The VNR module processes VNR_FRAME_ADVANCE new audio pcm samples every frame. The time domain input is transformed to frequency domain using a 512 point DFT. A MEL filterbank is then applied to compress the DFT output spectrum into fewer data points. The MEL filter outputs of VNR_PATCH_WIDTH most recent frames are normalised and fed as input features to the VNR prediction model which runs an inference over the features to output the VNR estimate value.
VNR estimations can be very helpful in voice processing pipelines. Applications for VNR include intelligent power management, control of adaptive filters for reducing noise sources and improved performance of AGC (Automatic Gain Control) blocks that provide a more natural listening experience.
The VNR API is split into 2 parts; feature extraction and inference. This is done to allow multiple sets of features to use the same inference engine. The VNR feature extraction is further split into 2 parts; a function to form the input frame that the feature extraction can run on, and a function to do the actual feature extraction. The function for forming the input frame starts from VNR_FRAME_ADVANCE new pcm samples and creates the DFT output that is used as input to the MEL filterbank. This has been separated from the rest of the feature extraction to support cases where the VNR might be using the DFT output computed in another module for extracting features.
The pre-trained, optimised for XCORE TensorFlow Lite model, that is used for VNR inference has been compiled as part of the VNR inference static library.

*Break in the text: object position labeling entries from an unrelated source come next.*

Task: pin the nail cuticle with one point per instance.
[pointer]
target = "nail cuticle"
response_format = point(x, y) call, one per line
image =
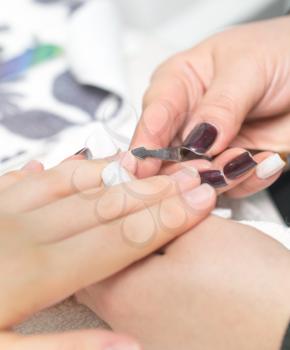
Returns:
point(239, 166)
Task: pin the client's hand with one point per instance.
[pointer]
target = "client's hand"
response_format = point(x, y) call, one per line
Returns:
point(61, 230)
point(235, 83)
point(221, 286)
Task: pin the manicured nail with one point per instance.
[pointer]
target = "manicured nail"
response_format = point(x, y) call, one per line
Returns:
point(129, 162)
point(270, 166)
point(239, 166)
point(201, 138)
point(114, 174)
point(186, 177)
point(214, 178)
point(86, 152)
point(200, 197)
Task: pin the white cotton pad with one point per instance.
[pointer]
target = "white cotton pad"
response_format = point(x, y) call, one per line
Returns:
point(270, 166)
point(114, 174)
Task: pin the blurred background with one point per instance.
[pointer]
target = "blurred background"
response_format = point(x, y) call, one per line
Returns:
point(73, 72)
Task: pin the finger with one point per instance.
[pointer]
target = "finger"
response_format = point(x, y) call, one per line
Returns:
point(266, 134)
point(13, 177)
point(174, 90)
point(170, 168)
point(222, 110)
point(268, 170)
point(78, 340)
point(34, 166)
point(43, 188)
point(102, 251)
point(229, 169)
point(86, 210)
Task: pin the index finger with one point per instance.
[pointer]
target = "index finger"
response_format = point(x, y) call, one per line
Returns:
point(173, 92)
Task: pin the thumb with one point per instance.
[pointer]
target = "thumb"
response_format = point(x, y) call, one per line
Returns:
point(79, 340)
point(234, 91)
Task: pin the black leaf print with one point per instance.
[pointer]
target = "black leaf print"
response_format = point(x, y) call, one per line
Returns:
point(87, 98)
point(35, 124)
point(47, 1)
point(7, 105)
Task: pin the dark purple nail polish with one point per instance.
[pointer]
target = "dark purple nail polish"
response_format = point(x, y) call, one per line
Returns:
point(201, 138)
point(215, 178)
point(85, 152)
point(239, 166)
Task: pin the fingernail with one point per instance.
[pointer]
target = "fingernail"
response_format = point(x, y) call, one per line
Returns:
point(270, 166)
point(114, 174)
point(239, 166)
point(185, 177)
point(129, 162)
point(199, 197)
point(86, 152)
point(33, 165)
point(201, 138)
point(214, 178)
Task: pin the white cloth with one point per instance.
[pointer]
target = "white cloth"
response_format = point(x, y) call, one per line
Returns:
point(116, 53)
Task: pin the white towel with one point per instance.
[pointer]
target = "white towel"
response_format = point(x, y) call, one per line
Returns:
point(72, 115)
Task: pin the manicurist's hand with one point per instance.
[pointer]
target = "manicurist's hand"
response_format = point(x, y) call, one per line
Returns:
point(62, 230)
point(221, 286)
point(232, 84)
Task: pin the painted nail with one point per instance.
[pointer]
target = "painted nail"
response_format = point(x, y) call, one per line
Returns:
point(186, 177)
point(270, 166)
point(200, 197)
point(214, 178)
point(86, 152)
point(129, 162)
point(201, 138)
point(239, 166)
point(114, 174)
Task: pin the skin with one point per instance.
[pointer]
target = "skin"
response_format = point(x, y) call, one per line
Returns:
point(220, 286)
point(237, 80)
point(51, 237)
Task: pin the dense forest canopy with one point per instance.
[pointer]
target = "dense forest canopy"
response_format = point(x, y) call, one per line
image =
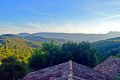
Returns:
point(31, 56)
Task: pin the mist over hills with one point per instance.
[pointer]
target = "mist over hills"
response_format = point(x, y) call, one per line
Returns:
point(77, 37)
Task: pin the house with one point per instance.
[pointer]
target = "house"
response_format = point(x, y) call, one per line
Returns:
point(68, 71)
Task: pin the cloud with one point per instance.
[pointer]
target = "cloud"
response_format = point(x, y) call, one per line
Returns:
point(108, 18)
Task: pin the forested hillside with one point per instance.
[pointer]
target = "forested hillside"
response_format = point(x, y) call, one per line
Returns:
point(31, 55)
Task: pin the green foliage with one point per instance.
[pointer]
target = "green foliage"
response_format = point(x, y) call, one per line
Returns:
point(82, 53)
point(52, 54)
point(37, 60)
point(11, 69)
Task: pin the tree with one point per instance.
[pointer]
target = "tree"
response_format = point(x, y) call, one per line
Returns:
point(11, 69)
point(37, 60)
point(82, 53)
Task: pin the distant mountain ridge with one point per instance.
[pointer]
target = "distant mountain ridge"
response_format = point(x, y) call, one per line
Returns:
point(77, 37)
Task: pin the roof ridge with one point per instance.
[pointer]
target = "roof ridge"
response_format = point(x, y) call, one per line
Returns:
point(70, 75)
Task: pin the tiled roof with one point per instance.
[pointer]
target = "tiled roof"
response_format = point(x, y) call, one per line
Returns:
point(67, 71)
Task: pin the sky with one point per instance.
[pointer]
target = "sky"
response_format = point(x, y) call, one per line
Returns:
point(68, 16)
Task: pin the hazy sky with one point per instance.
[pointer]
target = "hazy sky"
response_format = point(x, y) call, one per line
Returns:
point(70, 16)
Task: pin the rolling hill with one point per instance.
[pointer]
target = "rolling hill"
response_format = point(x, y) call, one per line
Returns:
point(77, 37)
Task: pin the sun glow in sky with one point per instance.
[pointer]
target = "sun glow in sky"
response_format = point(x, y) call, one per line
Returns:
point(69, 16)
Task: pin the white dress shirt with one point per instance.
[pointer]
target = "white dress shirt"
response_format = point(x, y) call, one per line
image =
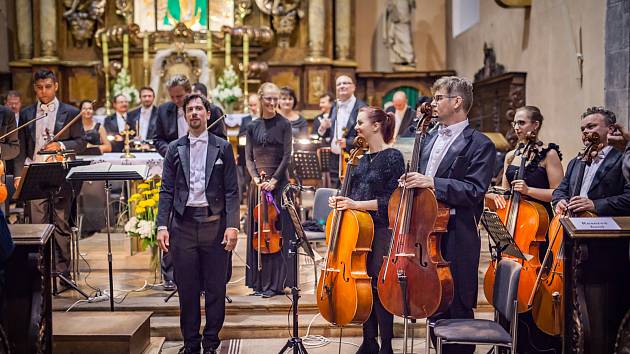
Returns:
point(182, 125)
point(45, 127)
point(197, 183)
point(145, 120)
point(344, 109)
point(121, 121)
point(446, 137)
point(590, 171)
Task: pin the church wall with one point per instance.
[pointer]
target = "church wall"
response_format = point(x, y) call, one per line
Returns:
point(428, 33)
point(543, 47)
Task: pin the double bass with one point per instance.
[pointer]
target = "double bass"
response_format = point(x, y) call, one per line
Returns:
point(415, 281)
point(546, 298)
point(344, 289)
point(527, 221)
point(267, 238)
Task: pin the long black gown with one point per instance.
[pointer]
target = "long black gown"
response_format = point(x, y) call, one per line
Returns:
point(268, 149)
point(376, 177)
point(531, 339)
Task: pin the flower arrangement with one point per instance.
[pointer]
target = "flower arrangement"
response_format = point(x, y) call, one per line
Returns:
point(122, 85)
point(145, 205)
point(228, 90)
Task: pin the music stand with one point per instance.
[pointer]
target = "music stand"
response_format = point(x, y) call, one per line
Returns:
point(43, 181)
point(503, 241)
point(107, 172)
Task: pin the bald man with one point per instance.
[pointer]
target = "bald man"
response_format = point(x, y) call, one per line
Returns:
point(342, 116)
point(404, 115)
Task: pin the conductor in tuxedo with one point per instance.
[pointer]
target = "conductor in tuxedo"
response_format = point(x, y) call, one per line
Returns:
point(457, 163)
point(55, 115)
point(339, 128)
point(171, 124)
point(604, 189)
point(198, 220)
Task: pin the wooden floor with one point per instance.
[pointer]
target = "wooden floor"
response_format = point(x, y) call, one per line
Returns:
point(253, 324)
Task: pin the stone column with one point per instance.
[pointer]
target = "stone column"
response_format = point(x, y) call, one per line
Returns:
point(316, 30)
point(343, 25)
point(48, 28)
point(24, 16)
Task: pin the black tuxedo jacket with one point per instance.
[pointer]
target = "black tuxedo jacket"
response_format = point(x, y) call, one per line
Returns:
point(609, 191)
point(352, 121)
point(405, 126)
point(461, 182)
point(9, 146)
point(166, 125)
point(71, 138)
point(134, 116)
point(221, 183)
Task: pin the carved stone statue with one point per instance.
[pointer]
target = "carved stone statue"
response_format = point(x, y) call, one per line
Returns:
point(82, 16)
point(397, 34)
point(490, 66)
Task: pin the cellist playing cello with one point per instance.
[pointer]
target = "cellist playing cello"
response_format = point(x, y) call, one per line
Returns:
point(374, 179)
point(458, 164)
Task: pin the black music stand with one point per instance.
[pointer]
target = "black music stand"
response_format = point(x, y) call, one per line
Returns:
point(43, 181)
point(503, 241)
point(107, 172)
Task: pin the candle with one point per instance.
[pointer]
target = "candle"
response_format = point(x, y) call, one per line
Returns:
point(105, 50)
point(126, 52)
point(245, 62)
point(228, 49)
point(209, 47)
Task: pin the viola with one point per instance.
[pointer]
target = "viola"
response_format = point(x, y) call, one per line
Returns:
point(344, 289)
point(415, 281)
point(267, 238)
point(547, 296)
point(528, 222)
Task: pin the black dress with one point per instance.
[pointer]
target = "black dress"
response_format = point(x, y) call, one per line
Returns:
point(376, 177)
point(268, 149)
point(530, 338)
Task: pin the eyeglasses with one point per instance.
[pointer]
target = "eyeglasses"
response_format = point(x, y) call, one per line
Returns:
point(270, 99)
point(438, 98)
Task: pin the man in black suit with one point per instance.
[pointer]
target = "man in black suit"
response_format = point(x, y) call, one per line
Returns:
point(198, 220)
point(33, 139)
point(604, 190)
point(143, 118)
point(117, 122)
point(171, 124)
point(404, 115)
point(457, 162)
point(343, 116)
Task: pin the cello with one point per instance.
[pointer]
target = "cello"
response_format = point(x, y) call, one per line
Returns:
point(415, 281)
point(267, 238)
point(527, 221)
point(344, 289)
point(546, 298)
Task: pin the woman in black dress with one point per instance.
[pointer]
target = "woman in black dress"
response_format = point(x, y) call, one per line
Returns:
point(286, 108)
point(373, 181)
point(543, 173)
point(268, 149)
point(93, 133)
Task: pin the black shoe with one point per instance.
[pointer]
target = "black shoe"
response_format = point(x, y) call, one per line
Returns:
point(369, 346)
point(169, 285)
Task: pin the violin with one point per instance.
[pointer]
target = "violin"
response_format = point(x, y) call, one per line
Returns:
point(415, 281)
point(344, 289)
point(527, 221)
point(547, 299)
point(267, 238)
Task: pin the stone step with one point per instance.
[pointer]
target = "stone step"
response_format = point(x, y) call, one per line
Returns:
point(101, 332)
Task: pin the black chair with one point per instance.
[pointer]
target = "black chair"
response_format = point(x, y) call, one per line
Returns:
point(477, 331)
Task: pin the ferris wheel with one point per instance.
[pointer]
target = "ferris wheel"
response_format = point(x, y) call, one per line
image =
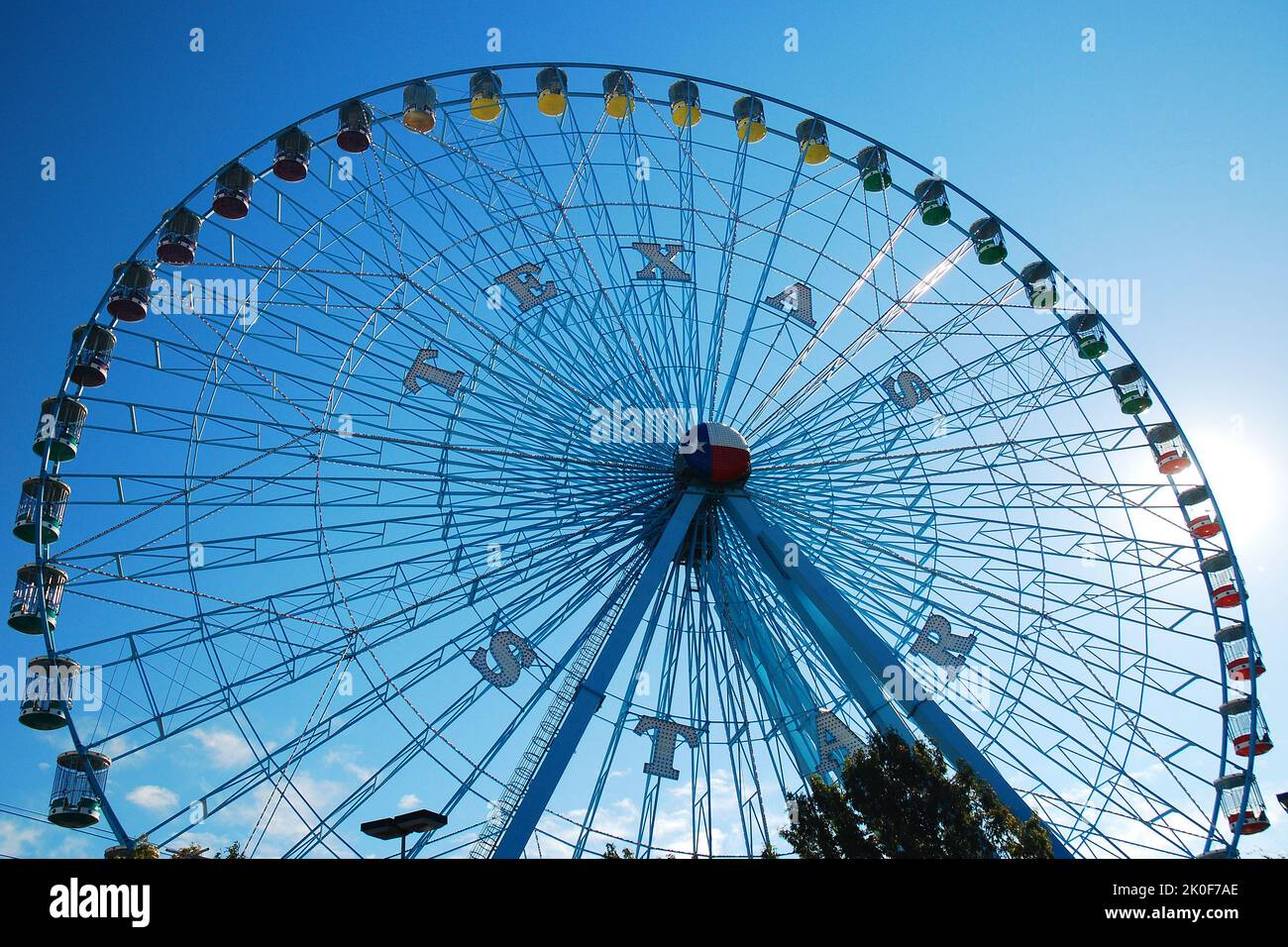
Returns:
point(592, 454)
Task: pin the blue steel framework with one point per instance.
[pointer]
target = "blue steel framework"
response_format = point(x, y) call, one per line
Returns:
point(428, 521)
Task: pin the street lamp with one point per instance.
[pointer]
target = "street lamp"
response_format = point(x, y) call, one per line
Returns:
point(400, 826)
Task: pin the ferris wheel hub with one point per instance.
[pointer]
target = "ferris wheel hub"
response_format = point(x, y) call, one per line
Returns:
point(713, 454)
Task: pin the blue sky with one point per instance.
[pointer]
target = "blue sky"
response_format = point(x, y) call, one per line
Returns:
point(1116, 162)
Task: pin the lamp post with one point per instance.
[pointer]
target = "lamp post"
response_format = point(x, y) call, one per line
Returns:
point(400, 826)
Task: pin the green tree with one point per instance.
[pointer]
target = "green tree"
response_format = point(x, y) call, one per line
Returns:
point(142, 849)
point(897, 800)
point(192, 851)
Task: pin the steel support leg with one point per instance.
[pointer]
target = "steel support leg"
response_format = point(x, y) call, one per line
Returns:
point(784, 692)
point(844, 635)
point(590, 694)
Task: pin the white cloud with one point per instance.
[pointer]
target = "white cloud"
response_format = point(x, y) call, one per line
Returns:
point(154, 797)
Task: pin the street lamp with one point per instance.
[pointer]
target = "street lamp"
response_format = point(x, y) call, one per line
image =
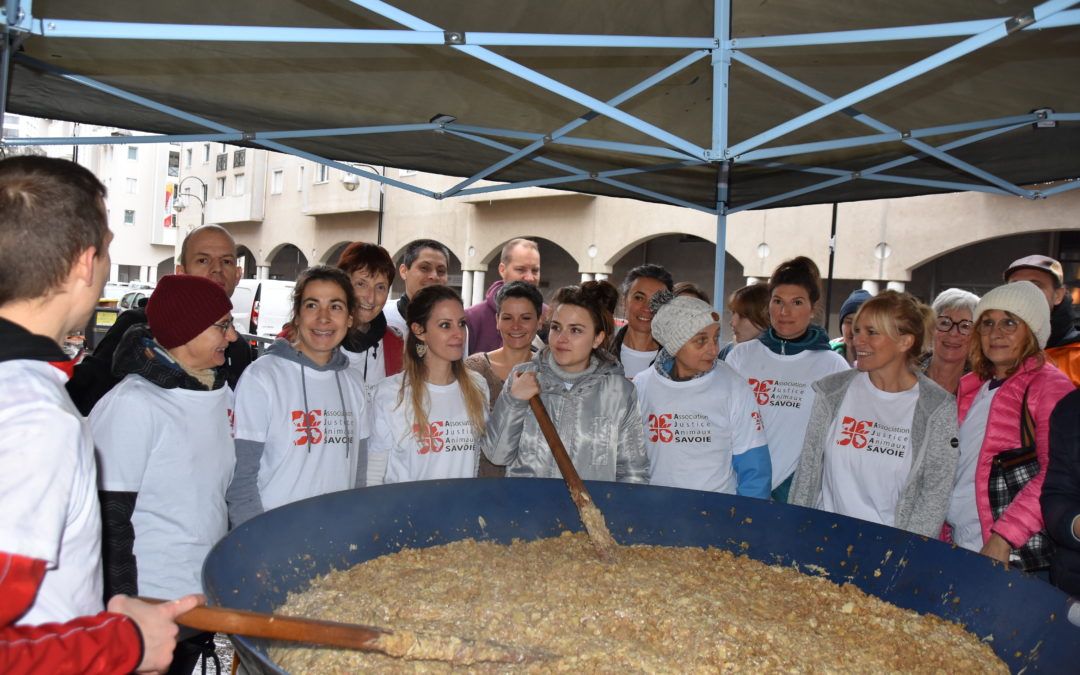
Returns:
point(351, 181)
point(179, 203)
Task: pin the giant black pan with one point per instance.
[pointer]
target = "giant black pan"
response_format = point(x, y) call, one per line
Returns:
point(256, 565)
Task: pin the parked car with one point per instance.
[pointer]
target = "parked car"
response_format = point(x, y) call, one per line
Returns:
point(261, 307)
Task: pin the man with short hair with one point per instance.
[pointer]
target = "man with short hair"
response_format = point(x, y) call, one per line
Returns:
point(54, 260)
point(520, 261)
point(1064, 343)
point(207, 251)
point(426, 262)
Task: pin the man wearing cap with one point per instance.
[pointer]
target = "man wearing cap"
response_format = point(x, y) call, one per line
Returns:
point(1064, 343)
point(207, 251)
point(520, 261)
point(164, 445)
point(54, 260)
point(847, 320)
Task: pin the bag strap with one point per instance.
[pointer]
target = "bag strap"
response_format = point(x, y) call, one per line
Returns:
point(1026, 423)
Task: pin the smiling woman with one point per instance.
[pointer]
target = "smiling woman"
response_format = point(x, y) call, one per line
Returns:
point(429, 416)
point(591, 402)
point(880, 444)
point(301, 395)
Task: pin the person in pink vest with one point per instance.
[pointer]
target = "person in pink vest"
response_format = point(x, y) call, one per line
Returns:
point(1004, 405)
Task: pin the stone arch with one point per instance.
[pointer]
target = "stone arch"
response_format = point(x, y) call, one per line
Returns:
point(334, 253)
point(246, 257)
point(286, 261)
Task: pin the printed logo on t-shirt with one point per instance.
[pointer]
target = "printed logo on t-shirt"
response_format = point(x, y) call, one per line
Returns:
point(444, 436)
point(431, 442)
point(308, 427)
point(778, 393)
point(760, 390)
point(679, 428)
point(874, 437)
point(322, 427)
point(854, 432)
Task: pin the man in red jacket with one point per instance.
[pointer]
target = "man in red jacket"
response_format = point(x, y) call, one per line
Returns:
point(54, 259)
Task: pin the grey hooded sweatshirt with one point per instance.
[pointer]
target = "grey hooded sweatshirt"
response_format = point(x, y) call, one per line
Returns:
point(923, 501)
point(243, 493)
point(595, 413)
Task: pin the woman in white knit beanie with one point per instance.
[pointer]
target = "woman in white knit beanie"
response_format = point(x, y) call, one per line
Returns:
point(702, 424)
point(1004, 405)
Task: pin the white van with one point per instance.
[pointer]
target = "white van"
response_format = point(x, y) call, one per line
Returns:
point(261, 307)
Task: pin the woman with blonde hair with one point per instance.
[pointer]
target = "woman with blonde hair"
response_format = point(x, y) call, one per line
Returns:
point(1004, 405)
point(880, 444)
point(593, 405)
point(429, 416)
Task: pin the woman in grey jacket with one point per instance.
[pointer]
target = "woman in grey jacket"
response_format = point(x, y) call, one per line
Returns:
point(881, 444)
point(592, 403)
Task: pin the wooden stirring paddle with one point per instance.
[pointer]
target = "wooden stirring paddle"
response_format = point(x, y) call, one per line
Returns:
point(591, 516)
point(400, 644)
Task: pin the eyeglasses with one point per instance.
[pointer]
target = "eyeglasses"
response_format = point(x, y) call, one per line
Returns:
point(1007, 325)
point(945, 324)
point(225, 325)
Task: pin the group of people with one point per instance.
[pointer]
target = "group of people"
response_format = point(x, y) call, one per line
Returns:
point(949, 421)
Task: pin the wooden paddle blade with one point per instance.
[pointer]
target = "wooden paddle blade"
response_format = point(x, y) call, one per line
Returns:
point(590, 513)
point(401, 644)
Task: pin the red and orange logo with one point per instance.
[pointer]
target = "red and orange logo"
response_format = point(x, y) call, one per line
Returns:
point(432, 442)
point(854, 432)
point(308, 427)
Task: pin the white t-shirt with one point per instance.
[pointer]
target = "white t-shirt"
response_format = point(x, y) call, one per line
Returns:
point(962, 510)
point(692, 429)
point(868, 453)
point(393, 316)
point(49, 490)
point(307, 450)
point(174, 447)
point(781, 386)
point(634, 361)
point(446, 450)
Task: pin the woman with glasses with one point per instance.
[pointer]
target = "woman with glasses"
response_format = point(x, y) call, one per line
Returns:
point(301, 413)
point(880, 444)
point(954, 309)
point(165, 450)
point(1004, 405)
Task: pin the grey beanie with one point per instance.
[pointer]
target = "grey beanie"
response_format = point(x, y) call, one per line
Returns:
point(677, 319)
point(1023, 299)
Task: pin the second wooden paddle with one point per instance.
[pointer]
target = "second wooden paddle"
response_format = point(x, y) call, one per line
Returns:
point(591, 516)
point(401, 644)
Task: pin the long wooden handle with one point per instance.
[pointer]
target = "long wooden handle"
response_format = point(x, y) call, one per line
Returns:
point(591, 516)
point(401, 644)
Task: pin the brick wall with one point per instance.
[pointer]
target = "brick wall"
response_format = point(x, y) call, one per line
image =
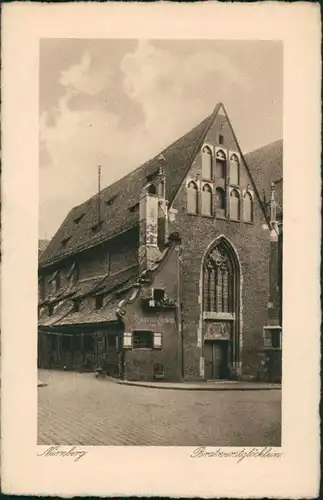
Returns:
point(139, 363)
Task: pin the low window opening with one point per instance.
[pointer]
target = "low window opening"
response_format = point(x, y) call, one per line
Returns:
point(142, 340)
point(158, 370)
point(220, 165)
point(76, 305)
point(66, 240)
point(66, 342)
point(77, 342)
point(127, 340)
point(79, 218)
point(98, 301)
point(157, 340)
point(275, 339)
point(89, 343)
point(97, 226)
point(192, 198)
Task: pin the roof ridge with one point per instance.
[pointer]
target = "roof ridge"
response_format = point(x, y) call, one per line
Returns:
point(159, 153)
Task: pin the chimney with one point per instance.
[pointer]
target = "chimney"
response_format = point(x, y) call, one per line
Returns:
point(148, 228)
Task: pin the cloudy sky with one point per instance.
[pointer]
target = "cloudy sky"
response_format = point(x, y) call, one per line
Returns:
point(118, 102)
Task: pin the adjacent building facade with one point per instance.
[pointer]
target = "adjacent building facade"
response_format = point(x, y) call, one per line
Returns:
point(167, 273)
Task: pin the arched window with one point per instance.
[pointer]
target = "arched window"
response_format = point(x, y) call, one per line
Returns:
point(219, 199)
point(247, 207)
point(192, 198)
point(206, 163)
point(234, 205)
point(206, 200)
point(234, 169)
point(220, 165)
point(218, 293)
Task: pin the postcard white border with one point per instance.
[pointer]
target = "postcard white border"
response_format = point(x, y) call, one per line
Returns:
point(111, 471)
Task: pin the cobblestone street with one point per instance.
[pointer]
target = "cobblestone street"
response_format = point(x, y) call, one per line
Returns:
point(78, 409)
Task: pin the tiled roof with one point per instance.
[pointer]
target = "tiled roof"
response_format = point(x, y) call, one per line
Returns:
point(77, 233)
point(64, 313)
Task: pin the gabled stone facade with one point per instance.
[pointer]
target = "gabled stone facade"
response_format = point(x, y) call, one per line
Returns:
point(182, 290)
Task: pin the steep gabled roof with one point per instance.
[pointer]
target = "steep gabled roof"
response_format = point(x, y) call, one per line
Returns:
point(266, 166)
point(118, 201)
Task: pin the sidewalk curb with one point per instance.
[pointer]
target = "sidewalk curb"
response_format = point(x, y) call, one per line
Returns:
point(219, 388)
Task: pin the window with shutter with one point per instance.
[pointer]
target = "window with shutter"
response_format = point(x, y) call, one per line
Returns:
point(207, 200)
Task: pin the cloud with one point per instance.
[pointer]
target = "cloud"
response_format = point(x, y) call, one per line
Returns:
point(172, 92)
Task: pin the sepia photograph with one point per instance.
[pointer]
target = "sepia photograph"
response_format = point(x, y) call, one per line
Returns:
point(160, 243)
point(160, 176)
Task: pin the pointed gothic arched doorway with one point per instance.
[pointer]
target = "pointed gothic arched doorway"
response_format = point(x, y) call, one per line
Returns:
point(221, 311)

There’s no support for providing a new model to the inference engine at run time.
Before starting the feature extraction, the user must call vnr_input_state_init()
and vnr_feature_state_init()
to initialise the form input frame and feature extraction state. Before starting inference, the user must call vnr_inference_init()
to initialise the inference engine.
There are no user configurable parameters within the VNR and so no arguments are required and no configuration structures need be tuned.
Once the VNR is initialised, the vnr_form_input_frame()
, vnr_extract_features()
and vnr_inference()
functions should be called on a frame by frame basis.